Professor Alan E. Steinweis specializes in the history of Nazi Germany and the Holocaust. A native of Brooklyn, NY, he received his PhD from the University of North Carolina at Chapel Hill, where he worked under the distinguished historian Gerhard L. Weinberg. He is the author of three books: Art, Ideology, and Economics in Nazi Germany: The Reich Chambers of Music, Theater, and the Visual Arts (University of North Carolina Press, 1993; paperback 1996); Studying the Jew: Scholarly Antisemitism in Nazi Germany (Harvard University Press, 2006; paperback 2008); and Kristallnacht 1938 (Harvard University Press, 2009). Studying the Jew was designated a Finalist for the National Jewish Book Award in the Holocaust category.
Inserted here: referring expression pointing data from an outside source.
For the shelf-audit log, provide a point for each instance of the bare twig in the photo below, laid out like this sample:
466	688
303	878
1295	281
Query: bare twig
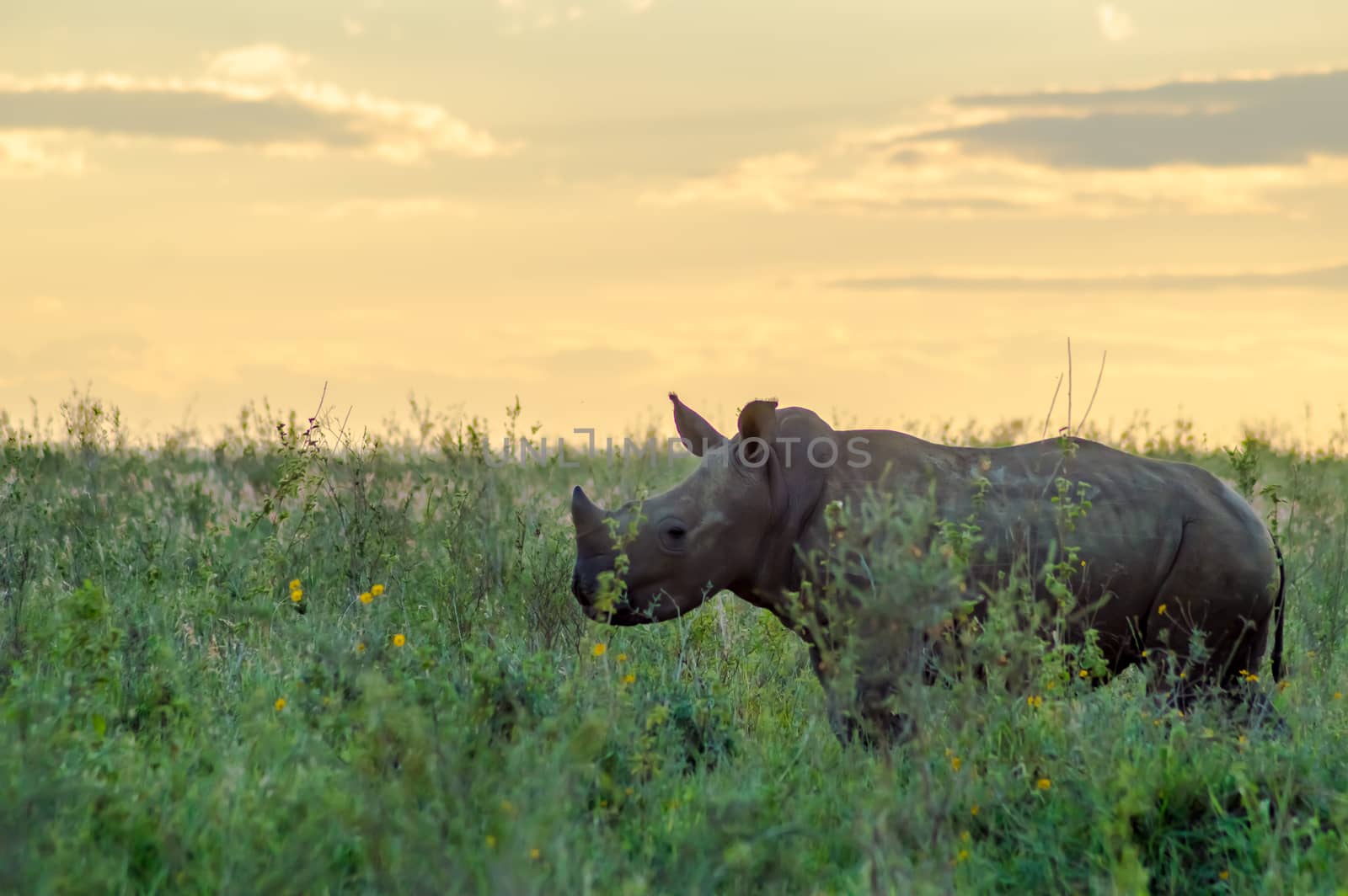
1069	386
1051	404
1091	404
He has edited or co-edited eight further volumes, most recently: Holocaust Memory in a Globalizing World (Wallstein, 2017); The Germans and the Holocaust: Popular Responses to the Persecution and Murder of the Jews (Berghahn, 2016); Holocaust and Memory in Europe (German Yearbook for Contemporary History 2016); Exil und Shoah (Exilforschung 2016); Judenverfolgung in München (Münchner Beiträge zur jüdischen Geschichte und Kultur 2014); and The Law in Nazi Germany and the Holocaust (Berghahn, 2013). He is the series editor of the American edition of the Comprehensive History of the Holocaust, a monograph series sponsored by Yad Vashem, the Holocaust research and commemoration authority of the state of Israel, and published by the University of Nebraska Press. He is also a member of the International Advisory Board for The Persecution and Murder of the Jews of Europe, the English-language edition of a multi-volume document collection published by a consortium of German institutions.
Professor Steinweis has received fellowships from the Social Science Research Council, the German Academic Exchange Service, the Fulbright Commission, and the Skirball Foundation. He has held visiting positions at the Universities of Hannover, Heidelberg, Frankfurt, Munich, and Beersheba, and has been a visiting fellow at the Free University of Berlin and at the Oxford Center for Hebrew and Jewish Studies. He is a member of the Academic Advisory Board of the Institute for Contemporary History, Munich-Berlin. In 2018 he was the Levine Senior Invitational Scholar at the U.S. Holocaust Memorial Museum in Washington, DC.
In addition to his appointment in the Department of History, Professor Steinweis is a member of the faculty of the Center for Holocaust Studies at UVM.